Chapter 412 - Removing Annoyances

“Annoyances aren’t worth your attention. It is best to just do away with them and never again give them a piece of your mind.” - Saying attributed to Xaliburnus the Conqueror, First Emperor of the Elmaiya Empire.

“-And therefore with the power invested unto him by the Great Deities themselves, His Most Bodacious Majesty, High King Garland the First demands your unconditional surrender into his infinite wisdom and mercy! Any resistance is futile and will be met with Divine Wrath!” claimed the messenger send by the local warlord whose likely self-proclaimed title was far too long for Reinhardt to even care to recite.

“What should we respond with, Boss?” asked Astrid from near where Reinhardt stood. The woman clearly struggled to hold back her laughter at the idea of a warlord who reigned over a few villages and like two hundred people giving himself such grand titles. “Do we shoot the messenger? Or do we give him something to take back to ‘His Most Bodacious Majesty’?”
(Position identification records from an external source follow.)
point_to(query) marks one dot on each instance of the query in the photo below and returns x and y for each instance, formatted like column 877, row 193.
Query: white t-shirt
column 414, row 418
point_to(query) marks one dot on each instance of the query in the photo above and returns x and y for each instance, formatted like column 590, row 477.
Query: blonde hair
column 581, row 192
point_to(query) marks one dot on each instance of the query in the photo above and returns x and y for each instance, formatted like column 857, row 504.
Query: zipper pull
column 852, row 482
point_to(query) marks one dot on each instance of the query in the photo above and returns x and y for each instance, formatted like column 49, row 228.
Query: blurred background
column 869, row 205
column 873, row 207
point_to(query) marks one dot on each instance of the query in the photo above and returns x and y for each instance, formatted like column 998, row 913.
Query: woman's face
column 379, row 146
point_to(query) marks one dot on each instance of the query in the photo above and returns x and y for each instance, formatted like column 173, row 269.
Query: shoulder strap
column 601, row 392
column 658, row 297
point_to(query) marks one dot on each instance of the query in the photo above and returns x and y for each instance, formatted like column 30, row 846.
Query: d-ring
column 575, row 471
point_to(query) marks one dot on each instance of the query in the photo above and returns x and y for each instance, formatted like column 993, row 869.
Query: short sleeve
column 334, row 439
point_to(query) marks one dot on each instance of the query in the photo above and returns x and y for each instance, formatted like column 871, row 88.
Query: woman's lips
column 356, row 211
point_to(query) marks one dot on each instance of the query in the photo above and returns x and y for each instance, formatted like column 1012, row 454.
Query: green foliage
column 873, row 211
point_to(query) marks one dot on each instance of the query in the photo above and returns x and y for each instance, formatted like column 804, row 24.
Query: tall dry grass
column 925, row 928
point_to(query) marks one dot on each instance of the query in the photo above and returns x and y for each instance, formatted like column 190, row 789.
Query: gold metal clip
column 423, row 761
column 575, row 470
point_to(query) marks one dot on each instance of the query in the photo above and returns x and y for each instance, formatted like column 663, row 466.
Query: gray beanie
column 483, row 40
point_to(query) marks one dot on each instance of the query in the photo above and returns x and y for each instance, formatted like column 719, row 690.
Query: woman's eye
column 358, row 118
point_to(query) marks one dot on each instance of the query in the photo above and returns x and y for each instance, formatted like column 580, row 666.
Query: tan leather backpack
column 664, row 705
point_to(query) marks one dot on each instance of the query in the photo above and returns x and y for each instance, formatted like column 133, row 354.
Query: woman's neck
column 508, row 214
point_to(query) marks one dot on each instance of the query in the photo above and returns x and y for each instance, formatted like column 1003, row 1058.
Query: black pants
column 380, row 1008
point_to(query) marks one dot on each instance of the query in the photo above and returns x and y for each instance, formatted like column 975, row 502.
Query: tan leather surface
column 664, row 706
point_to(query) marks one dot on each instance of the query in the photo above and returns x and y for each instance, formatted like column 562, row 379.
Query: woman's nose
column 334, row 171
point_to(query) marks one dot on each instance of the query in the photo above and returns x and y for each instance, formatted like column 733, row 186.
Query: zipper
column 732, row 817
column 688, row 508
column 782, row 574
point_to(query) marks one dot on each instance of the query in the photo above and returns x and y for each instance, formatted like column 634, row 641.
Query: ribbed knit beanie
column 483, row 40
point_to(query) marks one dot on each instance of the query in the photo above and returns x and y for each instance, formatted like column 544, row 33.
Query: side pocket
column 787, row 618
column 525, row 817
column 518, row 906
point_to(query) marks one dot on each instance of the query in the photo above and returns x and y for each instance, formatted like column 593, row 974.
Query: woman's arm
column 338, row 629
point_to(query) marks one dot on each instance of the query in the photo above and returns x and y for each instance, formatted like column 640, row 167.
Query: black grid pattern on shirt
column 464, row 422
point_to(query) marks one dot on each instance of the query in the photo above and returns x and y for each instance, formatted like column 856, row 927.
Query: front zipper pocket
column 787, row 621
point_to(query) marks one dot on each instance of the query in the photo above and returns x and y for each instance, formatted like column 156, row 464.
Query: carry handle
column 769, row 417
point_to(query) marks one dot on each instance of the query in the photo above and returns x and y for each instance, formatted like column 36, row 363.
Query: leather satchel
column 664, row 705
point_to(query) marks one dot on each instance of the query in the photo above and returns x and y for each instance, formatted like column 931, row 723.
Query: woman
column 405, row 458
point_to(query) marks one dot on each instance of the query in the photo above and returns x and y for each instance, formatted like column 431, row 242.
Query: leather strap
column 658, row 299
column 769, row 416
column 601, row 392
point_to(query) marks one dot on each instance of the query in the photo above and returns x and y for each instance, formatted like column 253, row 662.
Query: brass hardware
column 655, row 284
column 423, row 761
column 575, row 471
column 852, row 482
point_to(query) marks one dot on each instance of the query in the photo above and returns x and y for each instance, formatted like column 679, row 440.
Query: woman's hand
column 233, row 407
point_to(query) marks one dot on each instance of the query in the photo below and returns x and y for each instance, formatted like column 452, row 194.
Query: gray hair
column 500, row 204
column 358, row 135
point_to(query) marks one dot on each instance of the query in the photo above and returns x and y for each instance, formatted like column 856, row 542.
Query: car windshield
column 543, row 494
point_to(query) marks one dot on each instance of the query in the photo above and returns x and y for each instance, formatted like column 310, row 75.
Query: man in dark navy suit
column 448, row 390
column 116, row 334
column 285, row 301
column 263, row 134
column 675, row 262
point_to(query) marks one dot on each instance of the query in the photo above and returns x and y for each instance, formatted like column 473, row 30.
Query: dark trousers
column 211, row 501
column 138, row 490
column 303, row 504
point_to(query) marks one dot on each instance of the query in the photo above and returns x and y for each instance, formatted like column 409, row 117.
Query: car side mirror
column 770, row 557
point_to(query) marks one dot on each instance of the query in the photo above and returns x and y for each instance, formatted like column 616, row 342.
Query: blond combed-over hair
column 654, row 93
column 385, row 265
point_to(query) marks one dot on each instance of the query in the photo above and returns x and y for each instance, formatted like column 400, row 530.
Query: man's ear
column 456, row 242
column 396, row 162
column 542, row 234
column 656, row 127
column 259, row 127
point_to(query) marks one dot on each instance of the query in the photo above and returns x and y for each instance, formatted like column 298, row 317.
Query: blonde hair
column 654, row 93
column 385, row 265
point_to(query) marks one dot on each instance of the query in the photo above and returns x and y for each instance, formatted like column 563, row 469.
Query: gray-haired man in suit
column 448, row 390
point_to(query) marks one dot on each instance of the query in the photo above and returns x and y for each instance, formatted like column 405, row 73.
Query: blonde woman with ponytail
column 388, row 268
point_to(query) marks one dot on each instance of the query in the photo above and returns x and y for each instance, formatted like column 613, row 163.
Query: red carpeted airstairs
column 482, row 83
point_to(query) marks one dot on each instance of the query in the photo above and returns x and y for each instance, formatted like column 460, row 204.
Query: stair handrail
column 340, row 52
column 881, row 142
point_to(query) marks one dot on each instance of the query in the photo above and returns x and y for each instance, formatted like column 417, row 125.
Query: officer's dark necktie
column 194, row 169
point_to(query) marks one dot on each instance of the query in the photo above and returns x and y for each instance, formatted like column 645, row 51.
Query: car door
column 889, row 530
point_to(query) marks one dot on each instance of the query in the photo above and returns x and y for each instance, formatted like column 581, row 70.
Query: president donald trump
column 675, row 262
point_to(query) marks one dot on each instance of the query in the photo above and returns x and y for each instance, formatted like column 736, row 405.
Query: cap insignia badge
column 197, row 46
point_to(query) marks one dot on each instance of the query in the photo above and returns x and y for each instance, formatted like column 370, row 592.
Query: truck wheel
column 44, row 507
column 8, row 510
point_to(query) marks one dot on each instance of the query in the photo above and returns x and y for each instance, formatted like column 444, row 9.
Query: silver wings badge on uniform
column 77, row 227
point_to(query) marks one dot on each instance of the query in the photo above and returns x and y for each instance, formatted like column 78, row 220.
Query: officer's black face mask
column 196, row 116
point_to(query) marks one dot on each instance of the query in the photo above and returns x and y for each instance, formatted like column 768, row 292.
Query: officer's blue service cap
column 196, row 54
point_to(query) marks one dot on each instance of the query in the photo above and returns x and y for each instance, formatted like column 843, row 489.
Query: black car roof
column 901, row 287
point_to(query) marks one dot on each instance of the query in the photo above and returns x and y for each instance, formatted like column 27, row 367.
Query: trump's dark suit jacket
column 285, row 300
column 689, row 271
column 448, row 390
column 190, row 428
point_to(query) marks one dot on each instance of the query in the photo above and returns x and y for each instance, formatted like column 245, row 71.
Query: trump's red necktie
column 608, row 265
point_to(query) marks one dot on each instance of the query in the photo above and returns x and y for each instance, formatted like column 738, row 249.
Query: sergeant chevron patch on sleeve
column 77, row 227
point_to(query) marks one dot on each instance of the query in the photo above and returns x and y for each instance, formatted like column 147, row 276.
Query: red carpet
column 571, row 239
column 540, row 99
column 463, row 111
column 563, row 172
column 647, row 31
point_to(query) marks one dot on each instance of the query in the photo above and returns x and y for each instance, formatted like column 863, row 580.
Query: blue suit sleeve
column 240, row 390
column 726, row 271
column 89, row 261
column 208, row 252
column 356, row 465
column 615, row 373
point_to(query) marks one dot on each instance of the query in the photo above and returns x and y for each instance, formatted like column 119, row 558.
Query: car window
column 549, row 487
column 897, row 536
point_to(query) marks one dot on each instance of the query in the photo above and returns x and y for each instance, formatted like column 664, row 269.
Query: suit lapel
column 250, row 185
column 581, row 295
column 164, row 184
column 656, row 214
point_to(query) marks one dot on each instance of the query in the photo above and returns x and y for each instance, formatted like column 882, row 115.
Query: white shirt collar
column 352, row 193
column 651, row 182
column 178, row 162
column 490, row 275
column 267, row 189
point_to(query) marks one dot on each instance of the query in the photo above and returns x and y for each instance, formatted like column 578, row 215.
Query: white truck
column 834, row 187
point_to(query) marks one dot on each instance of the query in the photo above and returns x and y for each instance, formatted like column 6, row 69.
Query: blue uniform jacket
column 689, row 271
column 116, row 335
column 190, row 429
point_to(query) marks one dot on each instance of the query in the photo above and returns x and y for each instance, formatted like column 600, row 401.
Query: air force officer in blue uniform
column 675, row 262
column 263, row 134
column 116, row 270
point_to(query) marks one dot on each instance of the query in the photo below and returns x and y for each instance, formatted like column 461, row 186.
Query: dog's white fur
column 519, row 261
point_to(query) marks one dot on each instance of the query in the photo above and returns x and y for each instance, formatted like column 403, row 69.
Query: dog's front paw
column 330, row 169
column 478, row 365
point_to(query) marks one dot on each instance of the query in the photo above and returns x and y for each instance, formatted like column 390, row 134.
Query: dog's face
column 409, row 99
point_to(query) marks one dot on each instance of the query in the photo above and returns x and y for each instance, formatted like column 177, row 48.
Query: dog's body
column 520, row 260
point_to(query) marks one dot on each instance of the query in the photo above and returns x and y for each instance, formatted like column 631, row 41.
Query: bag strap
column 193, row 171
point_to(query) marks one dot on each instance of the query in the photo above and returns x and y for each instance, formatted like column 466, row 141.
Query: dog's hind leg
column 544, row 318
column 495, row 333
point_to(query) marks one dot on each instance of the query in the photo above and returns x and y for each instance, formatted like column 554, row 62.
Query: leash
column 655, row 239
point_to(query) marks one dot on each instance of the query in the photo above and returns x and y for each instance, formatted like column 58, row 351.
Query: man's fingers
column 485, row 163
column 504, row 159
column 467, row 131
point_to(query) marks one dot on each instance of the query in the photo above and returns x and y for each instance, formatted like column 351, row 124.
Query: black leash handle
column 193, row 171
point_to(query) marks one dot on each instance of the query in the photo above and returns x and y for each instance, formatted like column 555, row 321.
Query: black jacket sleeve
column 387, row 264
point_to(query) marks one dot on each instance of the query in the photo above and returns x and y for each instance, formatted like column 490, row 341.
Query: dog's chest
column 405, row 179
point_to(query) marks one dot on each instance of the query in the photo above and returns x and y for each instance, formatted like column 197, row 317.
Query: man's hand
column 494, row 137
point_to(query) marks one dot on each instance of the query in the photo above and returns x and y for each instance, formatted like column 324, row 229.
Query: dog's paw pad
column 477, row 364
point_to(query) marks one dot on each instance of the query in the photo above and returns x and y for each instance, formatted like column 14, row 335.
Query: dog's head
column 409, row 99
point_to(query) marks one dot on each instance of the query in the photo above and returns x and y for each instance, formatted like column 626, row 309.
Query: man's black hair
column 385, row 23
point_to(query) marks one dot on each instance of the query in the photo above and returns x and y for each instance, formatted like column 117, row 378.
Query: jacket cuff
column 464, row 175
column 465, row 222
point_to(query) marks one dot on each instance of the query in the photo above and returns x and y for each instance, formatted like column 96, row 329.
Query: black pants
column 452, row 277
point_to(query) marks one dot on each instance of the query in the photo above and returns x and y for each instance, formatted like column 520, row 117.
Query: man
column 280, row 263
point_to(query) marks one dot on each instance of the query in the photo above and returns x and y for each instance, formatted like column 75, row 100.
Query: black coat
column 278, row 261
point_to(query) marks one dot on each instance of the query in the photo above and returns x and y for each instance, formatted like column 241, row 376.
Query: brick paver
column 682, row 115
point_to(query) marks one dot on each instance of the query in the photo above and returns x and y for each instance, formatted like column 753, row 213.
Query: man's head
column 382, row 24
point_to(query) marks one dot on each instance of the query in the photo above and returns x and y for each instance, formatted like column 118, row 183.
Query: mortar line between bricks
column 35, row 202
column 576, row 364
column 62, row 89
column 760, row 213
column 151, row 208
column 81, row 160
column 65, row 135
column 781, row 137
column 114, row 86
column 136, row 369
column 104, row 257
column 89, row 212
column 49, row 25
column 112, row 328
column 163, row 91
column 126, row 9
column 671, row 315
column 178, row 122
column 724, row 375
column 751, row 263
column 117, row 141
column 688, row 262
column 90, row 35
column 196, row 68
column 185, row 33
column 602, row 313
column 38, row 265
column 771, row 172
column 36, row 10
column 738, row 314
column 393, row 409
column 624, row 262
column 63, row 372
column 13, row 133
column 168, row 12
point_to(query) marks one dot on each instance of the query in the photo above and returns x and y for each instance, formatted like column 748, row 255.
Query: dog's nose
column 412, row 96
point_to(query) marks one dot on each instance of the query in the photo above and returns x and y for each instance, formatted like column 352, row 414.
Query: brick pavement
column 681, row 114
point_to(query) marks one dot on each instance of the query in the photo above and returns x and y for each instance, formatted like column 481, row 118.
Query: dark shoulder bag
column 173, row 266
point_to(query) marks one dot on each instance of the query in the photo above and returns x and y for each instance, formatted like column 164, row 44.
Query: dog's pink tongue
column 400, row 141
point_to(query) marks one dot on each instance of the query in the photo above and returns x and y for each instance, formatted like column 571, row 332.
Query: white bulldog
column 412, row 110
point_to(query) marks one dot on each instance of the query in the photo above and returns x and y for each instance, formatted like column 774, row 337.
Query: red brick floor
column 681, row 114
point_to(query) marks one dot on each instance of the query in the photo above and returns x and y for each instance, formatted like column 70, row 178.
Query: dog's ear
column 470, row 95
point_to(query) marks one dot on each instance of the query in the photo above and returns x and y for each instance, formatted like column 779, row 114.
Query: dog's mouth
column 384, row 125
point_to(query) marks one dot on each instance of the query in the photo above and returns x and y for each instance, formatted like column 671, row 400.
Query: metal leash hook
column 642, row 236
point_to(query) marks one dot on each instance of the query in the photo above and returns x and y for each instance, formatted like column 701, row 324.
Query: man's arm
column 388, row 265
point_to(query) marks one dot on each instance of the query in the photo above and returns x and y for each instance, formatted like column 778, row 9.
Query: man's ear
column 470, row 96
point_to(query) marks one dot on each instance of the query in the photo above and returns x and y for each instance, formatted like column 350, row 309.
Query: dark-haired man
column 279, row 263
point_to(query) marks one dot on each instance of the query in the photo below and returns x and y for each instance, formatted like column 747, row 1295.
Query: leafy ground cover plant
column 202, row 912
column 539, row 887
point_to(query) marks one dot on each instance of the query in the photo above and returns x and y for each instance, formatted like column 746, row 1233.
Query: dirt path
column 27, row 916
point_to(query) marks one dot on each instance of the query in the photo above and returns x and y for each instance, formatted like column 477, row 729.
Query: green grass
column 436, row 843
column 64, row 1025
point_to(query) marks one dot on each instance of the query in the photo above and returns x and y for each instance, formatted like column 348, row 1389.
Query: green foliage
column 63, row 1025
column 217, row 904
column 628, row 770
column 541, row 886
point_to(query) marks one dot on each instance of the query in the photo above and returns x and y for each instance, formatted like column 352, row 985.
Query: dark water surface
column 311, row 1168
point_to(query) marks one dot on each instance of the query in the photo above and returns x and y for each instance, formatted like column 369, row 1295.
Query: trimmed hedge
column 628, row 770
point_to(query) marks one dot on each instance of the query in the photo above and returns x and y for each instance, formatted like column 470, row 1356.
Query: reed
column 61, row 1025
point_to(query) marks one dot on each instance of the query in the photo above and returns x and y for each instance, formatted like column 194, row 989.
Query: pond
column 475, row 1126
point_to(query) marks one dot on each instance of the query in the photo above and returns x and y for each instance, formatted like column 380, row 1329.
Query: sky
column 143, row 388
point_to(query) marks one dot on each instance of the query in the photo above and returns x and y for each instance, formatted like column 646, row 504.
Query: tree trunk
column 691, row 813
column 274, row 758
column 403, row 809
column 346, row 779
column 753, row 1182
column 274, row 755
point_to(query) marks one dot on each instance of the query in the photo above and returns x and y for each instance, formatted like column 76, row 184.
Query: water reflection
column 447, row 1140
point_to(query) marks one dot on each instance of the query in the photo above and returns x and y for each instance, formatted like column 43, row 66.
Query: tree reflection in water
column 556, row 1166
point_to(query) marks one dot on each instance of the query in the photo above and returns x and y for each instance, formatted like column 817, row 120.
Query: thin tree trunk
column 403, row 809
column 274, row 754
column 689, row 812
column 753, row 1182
“Eh, shooting the messenger’s bad manners,” replied Reinhardt in the negative though he did not chastise Astrid for the suggestion either. “That said, giving him a message to take back might make this idiot of a warlord more emotional which will likely make the job easier for you. Pen me a reply that tells him exactly where he can shove his so-called divine investment in as flowery a language as you can, will you?”

“Will do, Boss. Be back in a bit,” replied Astrid with a wide grin on her face. She left towards the wagons that waited for them in the back and returned around ten minutes later with a rolled piece of parchment. “Here you go. A very flowery ‘Fuck you and go shove your titles in your arse’ as requested.”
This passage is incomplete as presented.